Let’s also admit this: This isn’t a surprise. There were rumblings about this for a while and rumors were a little stronger than just that. But at the root, this seemed feasible. I spoke to several people yesterday about this outcome and one made what I thought was a very good point: “There comes a point where people are putting quotes around logic.” Honestly, if Missouri leaves for the Big 12, what is the Big 12 going do to? It’s going to add. From where? The Big East. Who’s most  attractive and eligible in the Big East? WVU (and  Louisville). Little kids could connect these dots with finger paint.

Missouri remains a wild card here, but every available indication says the Tigers are out and heading to the SEC. Missouri’s chancellor, Ringling Bros. and Barnum & Brady Deaton, left a meeting of the Big 12’s board of directors Monday night and offered, without any context, “I wish them the best and all that, so we’ll see where that goes.”

The leader of the interminably nomadic Tigers might as well have channeled another glamor cat, gone all Grizabella and sang a song about his Memory. “I must wait for the sunrise, I must think of a new life, and I musn’t give in. When the dawn comes tonight will be a memory, too, and a new day will begin.”

That new day may come soon. Missouri is too far down the road to come back to the Big 12 and Deaton will act on his own schedule. The Big 12 will follow and I see almost no way WVU would have to pay more than $5 million because, seriously, who’s joining the league and doubling the exit fee? That dubious decision still blows my mind. So the Big East saved face and showed solidarity with a unanimous vote that was, in the end, completely hollow and served a pointless purpose for eight days.

Deaton might wait until the end of the World Series to make his move so the headlines are not shared, of gifted, to the St. Louis Cardinals. He might wait until the end of the world, too.

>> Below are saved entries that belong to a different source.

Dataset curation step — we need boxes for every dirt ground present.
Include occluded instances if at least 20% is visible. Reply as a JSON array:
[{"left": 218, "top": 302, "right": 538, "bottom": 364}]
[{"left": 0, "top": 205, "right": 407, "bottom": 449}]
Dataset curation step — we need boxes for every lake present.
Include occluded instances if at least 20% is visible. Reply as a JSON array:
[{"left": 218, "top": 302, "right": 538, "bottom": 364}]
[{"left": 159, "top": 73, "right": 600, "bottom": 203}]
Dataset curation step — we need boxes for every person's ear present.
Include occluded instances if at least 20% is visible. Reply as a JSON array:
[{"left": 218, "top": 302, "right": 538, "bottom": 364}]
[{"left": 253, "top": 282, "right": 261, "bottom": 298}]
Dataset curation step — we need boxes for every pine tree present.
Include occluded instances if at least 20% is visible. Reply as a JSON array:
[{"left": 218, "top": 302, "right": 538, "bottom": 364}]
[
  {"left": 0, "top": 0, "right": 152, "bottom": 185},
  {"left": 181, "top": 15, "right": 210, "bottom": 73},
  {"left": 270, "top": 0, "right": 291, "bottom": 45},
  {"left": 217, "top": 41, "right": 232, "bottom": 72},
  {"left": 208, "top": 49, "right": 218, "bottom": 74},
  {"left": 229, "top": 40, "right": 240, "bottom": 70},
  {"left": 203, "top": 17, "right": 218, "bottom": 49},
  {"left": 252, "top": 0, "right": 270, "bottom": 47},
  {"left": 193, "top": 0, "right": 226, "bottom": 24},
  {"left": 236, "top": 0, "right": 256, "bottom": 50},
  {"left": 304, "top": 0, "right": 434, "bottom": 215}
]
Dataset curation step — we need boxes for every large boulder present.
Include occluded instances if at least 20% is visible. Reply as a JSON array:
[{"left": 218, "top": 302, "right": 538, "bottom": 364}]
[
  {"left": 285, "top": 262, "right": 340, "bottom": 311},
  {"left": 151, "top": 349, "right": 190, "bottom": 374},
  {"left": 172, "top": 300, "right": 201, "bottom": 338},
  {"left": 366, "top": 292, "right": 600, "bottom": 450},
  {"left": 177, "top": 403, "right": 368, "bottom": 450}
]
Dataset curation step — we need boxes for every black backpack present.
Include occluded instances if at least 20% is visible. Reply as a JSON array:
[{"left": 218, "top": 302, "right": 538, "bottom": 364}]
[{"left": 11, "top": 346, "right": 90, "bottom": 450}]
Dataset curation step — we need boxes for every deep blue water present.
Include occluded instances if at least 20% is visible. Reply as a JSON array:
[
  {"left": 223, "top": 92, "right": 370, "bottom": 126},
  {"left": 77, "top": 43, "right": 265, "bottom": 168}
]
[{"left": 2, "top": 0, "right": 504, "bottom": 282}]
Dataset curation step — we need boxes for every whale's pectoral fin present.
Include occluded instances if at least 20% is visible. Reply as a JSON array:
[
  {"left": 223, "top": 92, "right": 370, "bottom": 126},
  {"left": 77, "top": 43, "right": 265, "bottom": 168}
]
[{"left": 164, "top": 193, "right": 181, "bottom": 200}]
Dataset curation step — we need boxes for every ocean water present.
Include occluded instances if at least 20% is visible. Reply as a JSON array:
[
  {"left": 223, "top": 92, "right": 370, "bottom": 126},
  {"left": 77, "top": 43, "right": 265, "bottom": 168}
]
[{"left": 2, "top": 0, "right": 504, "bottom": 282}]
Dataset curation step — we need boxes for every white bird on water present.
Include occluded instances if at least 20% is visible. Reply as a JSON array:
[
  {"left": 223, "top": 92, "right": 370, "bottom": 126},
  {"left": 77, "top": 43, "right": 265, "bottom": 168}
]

Either way, isn’t everyone who is invested in this kind of obsessed with Missouri, an athletic department that hasn’t inspired this kind interest on the football field or basketball court? Explain to me how that is bad for recruiting and marketing and plain old popularity.

There might be some chivalry in this boorish brotherhood of college conferences, too. Missouri plays Texas A&M Saturday and the SEC commissioner, Mike Slive, who has been above the board in all his actions, might actually be waiting until after that game so the event is about the Tigers and the Aggies and a college football game with the 12th Man, a swaying student section and kissing coeds in College Station, Texas.

Inconceivable, I know, but why add a sideshow to a circus?

This is a circus, a story with staying power and an appetite for information that cannot be satiated. Part of it is the pace and the prognosticators and part of it is those CATS in Columbia, Mo., that make us think, “Every streetlamp seems to beat a fatalistic warning. Someone mutters and the streetlamp gutters and soon it will be morning.”